采纳答案by Jason Sundram
If a hash function really won't work for you, you can turn the string into a number.
如果散列函数真的不适合您,您可以将字符串转换为数字。
my_string = 'my string'
def string_to_int(s):
ord3 = lambda x : '%.3d' % ord(x)
return int(''.join(map(ord3, s)))
In[10]: string_to_int(my_string)
Out[11]: 109121032115116114105110103L
This is invertible, by mapping each triplet through chr
.
这是可逆的,通过将每个三元组映射到chr
。
def int_to_string(n)
s = str(n)
return ''.join([chr(int(s[i:i+3])) for i in range(0, len(s), 3)])
In[12]: int_to_string(109121032115116114105110103L)
Out[13]: 'my string'
回答by Ignacio Vazquez-Abrams
Use a hash algorithm such as MD5 or SHA1, then convert the hexdigest
via int()
:
使用哈希算法,例如 MD5 或 SHA1,然后转换hexdigest
via int()
:
>>> import hashlib
>>> int(hashlib.md5('Hello, world!').hexdigest(), 16)
144653930895353261282233826065192032313L
回答by jichi
Here are my python27 implementation for algorithms listed here: http://www.cse.yorku.ca/~oz/hash.html. No idea if they are efficient or not.

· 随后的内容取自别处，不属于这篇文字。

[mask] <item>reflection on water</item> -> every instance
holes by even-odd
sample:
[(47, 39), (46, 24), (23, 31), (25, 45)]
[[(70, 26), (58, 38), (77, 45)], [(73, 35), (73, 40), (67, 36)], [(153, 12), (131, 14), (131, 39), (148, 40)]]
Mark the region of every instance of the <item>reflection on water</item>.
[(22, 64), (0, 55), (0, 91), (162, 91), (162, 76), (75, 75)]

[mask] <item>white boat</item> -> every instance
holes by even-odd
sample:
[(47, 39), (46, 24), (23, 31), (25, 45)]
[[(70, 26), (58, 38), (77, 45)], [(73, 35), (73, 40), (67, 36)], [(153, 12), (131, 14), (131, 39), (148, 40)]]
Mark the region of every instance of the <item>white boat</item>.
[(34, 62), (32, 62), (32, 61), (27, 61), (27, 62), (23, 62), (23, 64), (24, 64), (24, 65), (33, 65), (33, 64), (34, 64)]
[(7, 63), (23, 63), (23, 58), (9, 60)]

这是我的 python27 算法实现:http: //www.cse.yorku.ca/~oz/hash.html。不知道它们是否有效。
from ctypes import c_ulong
def ulong(i): return c_ulong(i).value # numpy would be better if available
def djb2(L):
"""
h = 5381
for c in L:
h = ((h << 5) + h) + ord(c) # h * 33 + c
return h
"""
return reduce(lambda h,c: ord(c) + ((h << 5) + h), L, 5381)
def djb2_l(L):
return reduce(lambda h,c: ulong(ord(c) + ((h << 5) + h)), L, 5381)
def sdbm(L):
"""
h = 0
for c in L:
h = ord(c) + (h << 6) + (h << 16) - h
return h
"""
return reduce(lambda h,c: ord(c) + (h << 6) + (h << 16) - h, L, 0)
def sdbm_l(L):
return reduce(lambda h,c: ulong(ord(c) + (h << 6) + (h << 16) - h), L, 0)
def loselose(L):
"""
h = 0
for c in L:
h += ord(c);
return h
"""
return sum(ord(c) for c in L)
def loselose_l(L):
return reduce(lambda h,c: ulong(ord(c) + h), L, 0)
回答by redtuna
First off, you probably don't reallywant the integers to be actually unique. If you do then your numbers might be unlimited in size. If that really is what you want then you could use a bignum library and interpret the bits of the string as the representation of a (potentially very large) integer. If your strings can include the \0 character then you should prepend a 1, so you can distinguish e.g. "\0\0" from "\0".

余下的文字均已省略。